No interactions on record
"Colchicine may decrease the cardiotoxic effects of Deslanoside by reducing its absorption or altering its pharmacokinetics, potentially leading to subtherapeutic digoxin levels and reduced efficacy. This interaction could increase the risk of atrial fibrillation or heart failure exacerbation in patients requiring cardiac glycoside therapy. Clinical outcomes may include loss of rate control in atrial fibrillation or decreased inotropic support in heart failure."
"Colchicine, a substrate of CYP3A4 and P-glycoprotein (P-gp), can inhibit CYP2D6 and to a lesser extent CYP3A4 at therapeutic concentrations. Fluvoxamine, a potent CYP1A2 and moderate CYP2C9/3A4 inhibitor, may have its serum concentration increased by colchicine via competition for CYP3A4 and P-gp efflux, although colchicine's inhibition of CYP3A4 is weak. This interaction could potentiate fluvoxamine's serotonergic adverse effects, including serotonin syndrome, as well as increase the risk of QT prolongation and sedation. However, clinical significance is generally low unless high doses of colchicine are used."
"Colchicine and sildenafil both utilize cytochrome P450 3A4 (CYP3A4) for metabolism. Concurrent administration can lead to competitive inhibition of CYP3A4, resulting in increased plasma concentrations of sildenafil. Elevated sildenafil levels may potentiate its vasodilatory effects, increasing the risk of hypotension, priapism, and other adverse events."
Explore head-to-head clinical comparisons of other medications in the same therapeutic classes.
Common clinical questions about ANTURANE vs PROBENECID AND COLCHICINE, answered by our medical review team.
ANTURANE is a Uricosuric that works by Uricosuric agent; inhibits renal tubular reabsorption of uric acid, increasing uric acid excretion and lowering serum urate levels.. PROBENECID AND COLCHICINE is a Uricosuric that works by Probenecid inhibits renal tubular reabsorption of uric acid, increasing its excretion; colchicine binds to tubulin, inhibiting microtubule polymerization and reducing inflammatory response to urate crystals.. They differ in pharmacokinetic profiles, FDA-approved indications, and side effect profiles.
Potency comparisons between ANTURANE and PROBENECID AND COLCHICINE depend on the specific clinical indication. These are both Uricosuric agents and are not directly interchangeable by dose. A physician or clinical pharmacist should guide any therapeutic switching decisions.

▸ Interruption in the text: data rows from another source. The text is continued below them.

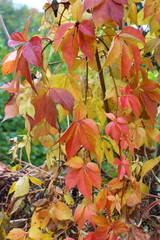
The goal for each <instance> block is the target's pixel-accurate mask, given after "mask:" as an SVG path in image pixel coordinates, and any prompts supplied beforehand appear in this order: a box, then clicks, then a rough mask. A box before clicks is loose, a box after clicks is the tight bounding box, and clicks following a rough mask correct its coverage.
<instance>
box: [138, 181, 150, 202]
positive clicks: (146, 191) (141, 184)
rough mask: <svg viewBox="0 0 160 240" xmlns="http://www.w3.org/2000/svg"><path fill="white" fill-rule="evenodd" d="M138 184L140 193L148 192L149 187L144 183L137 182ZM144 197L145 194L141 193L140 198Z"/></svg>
mask: <svg viewBox="0 0 160 240" xmlns="http://www.w3.org/2000/svg"><path fill="white" fill-rule="evenodd" d="M139 185H140V191H141V193H149V187H148V186H147V185H146V184H144V183H142V182H139ZM144 197H145V195H143V194H142V198H144Z"/></svg>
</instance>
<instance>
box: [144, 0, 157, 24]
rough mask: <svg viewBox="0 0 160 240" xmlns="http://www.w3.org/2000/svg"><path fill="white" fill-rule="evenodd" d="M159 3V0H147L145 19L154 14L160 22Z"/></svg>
mask: <svg viewBox="0 0 160 240" xmlns="http://www.w3.org/2000/svg"><path fill="white" fill-rule="evenodd" d="M159 4H160V2H159V0H155V1H150V0H146V1H145V4H144V19H145V18H147V17H149V16H153V15H154V16H155V18H156V20H157V21H158V22H159V23H160V12H159Z"/></svg>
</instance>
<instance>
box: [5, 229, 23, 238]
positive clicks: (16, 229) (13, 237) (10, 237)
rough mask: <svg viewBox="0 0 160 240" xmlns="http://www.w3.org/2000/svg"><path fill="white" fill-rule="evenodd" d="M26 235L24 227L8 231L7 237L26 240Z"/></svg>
mask: <svg viewBox="0 0 160 240" xmlns="http://www.w3.org/2000/svg"><path fill="white" fill-rule="evenodd" d="M25 236H26V232H24V231H23V230H22V229H20V228H14V229H12V230H11V231H10V232H9V233H8V235H7V238H9V239H10V240H24V239H25Z"/></svg>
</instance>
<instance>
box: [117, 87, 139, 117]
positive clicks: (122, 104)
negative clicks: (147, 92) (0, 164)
mask: <svg viewBox="0 0 160 240" xmlns="http://www.w3.org/2000/svg"><path fill="white" fill-rule="evenodd" d="M131 91H132V90H131V87H130V86H129V85H127V86H126V87H125V89H124V90H120V92H121V93H122V94H124V95H122V96H121V97H120V101H121V106H122V109H123V108H126V107H128V106H129V105H130V107H131V109H132V110H133V112H134V114H135V115H136V116H138V115H139V113H140V109H141V104H140V102H139V100H138V98H137V97H136V96H135V95H134V94H132V93H131Z"/></svg>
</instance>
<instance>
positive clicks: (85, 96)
mask: <svg viewBox="0 0 160 240" xmlns="http://www.w3.org/2000/svg"><path fill="white" fill-rule="evenodd" d="M87 92H88V59H87V57H86V79H85V101H84V102H85V105H86V103H87Z"/></svg>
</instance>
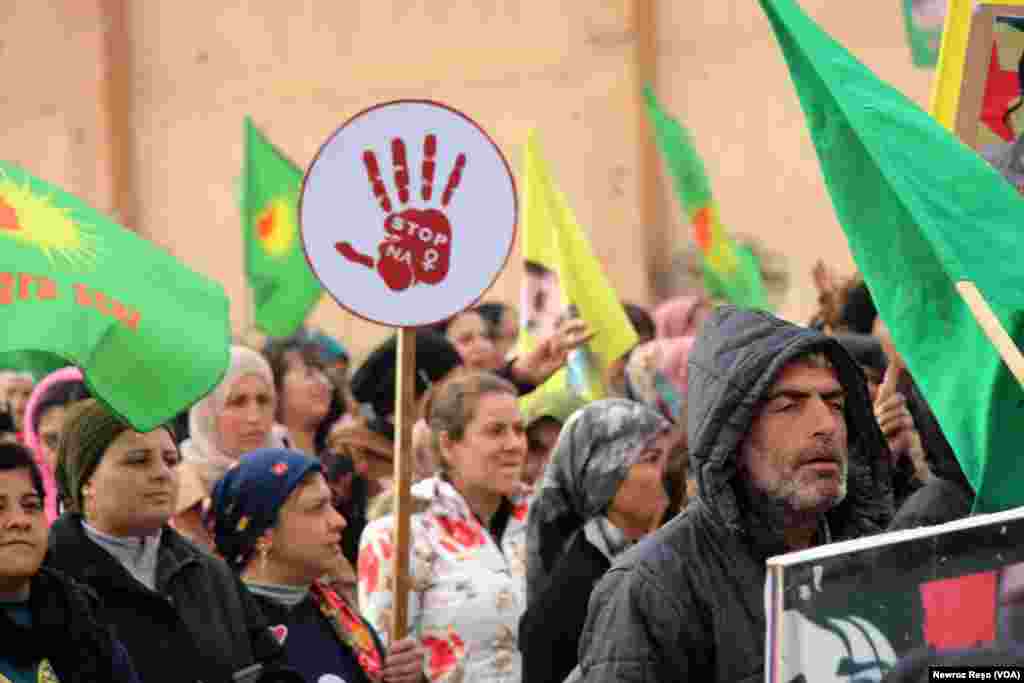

The standard adult dose of ANTURANE is: 200-400 mg orally twice daily. The standard adult dose of PROBENECID AND COLCHICINE is: One tablet (probenecid 500 mg/colchicine 0.5 mg) orally twice daily for 7 days, then one tablet daily thereafter.. Dosing should always be individualized based on indication, renal and hepatic function, age, and other patient factors.
No direct drug-drug interaction has been formally documented between ANTURANE and PROBENECID AND COLCHICINE in current clinical databases. However, individual patient risk factors including other medications, organ function, and comorbidities should always be evaluated by a qualified healthcare provider.
The maternal-fetal safety profiles differ. ANTURANE is classified as Category C. Anturane (sulfinpyrazone) is a uricosuric agent. There are no adequate and well-controlled studies in pregnant women. In animal studies, no teratogenic effects were observed at dos. PROBENECID AND COLCHICINE is classified as Category A/B. First trimester: Data limited; colchicine is associated with increased risk of chromosomal abnormalities in vitro, but human studies show no consistent pattern of major malformatio. Always consult a maternal-fetal medicine specialist before taking either drug during pregnancy or lactation.